The passively cooled, energy-efficient, dual-socket design fits a wide range of systems from OEM vendors and is easy to integrate into existing data center infrastructure.








A1: It is primarily designed for high-performance AI accelerator tasks, including large-scale AI model training and inference in sectors such as finance, telecommunications, and the internet.
A2: The GR800 is comparable to the A10 in performance, delivering 128 TFLOPS of FP16 and 256 TOPS of INT8 computing power.
A3: It utilizes 32GB of HBM2E High Bandwidth Memory with a 1024-bit bus width, providing a massive 1.2TB/s bandwidth, which is essential for large model inference.

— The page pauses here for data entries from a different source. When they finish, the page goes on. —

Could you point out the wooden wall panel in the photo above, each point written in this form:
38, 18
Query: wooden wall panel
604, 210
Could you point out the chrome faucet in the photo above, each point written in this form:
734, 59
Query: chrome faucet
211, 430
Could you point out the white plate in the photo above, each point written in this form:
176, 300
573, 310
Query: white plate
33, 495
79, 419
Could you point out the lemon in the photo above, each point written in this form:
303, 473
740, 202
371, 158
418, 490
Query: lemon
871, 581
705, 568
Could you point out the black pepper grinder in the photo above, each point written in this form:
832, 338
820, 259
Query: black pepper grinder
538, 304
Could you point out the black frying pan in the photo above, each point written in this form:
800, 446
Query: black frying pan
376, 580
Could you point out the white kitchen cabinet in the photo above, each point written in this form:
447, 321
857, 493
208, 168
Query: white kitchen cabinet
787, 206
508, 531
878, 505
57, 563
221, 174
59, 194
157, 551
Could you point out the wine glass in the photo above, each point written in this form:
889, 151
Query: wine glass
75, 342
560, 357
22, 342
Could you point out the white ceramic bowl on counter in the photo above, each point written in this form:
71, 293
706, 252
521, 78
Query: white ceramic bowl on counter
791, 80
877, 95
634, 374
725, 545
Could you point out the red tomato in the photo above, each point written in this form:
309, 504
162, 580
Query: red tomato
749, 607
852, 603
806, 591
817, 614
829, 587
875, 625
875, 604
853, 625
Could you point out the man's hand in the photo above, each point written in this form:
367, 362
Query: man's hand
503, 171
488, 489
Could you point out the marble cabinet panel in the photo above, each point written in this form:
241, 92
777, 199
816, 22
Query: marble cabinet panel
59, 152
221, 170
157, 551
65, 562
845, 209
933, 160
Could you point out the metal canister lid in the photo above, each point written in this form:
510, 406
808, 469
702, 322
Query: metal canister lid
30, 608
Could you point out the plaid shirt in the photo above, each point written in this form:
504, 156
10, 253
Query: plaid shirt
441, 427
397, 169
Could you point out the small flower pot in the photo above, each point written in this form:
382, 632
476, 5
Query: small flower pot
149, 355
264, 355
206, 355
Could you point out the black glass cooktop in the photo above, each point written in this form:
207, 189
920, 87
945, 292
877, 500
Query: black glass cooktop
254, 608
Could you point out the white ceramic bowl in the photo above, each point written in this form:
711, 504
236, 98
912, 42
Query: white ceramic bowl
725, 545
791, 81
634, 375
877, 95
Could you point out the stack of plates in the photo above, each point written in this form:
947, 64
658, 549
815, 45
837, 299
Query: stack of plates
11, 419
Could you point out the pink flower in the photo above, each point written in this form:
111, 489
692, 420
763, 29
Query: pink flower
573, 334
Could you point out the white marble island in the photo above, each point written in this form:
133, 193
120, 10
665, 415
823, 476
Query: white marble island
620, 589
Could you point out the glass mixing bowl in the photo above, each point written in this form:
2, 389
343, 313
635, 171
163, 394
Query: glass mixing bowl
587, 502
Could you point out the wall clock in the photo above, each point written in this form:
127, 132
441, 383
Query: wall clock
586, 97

A4: It uses the PCIe Gen4.0 x16 interface and is fully compatible with both x86 and ARM-based host architectures, ensuring easy integration into various data center environments.
A5: No, the GR800 is a dedicated computing card. It does not have traditional video output ports (HDMI/DP) and does not support gaming APIs like DirectX or OpenGL.
A6: It features a passively cooled design, optimized for energy efficiency within enterprise-grade server chassis that provide high-velocity airflow.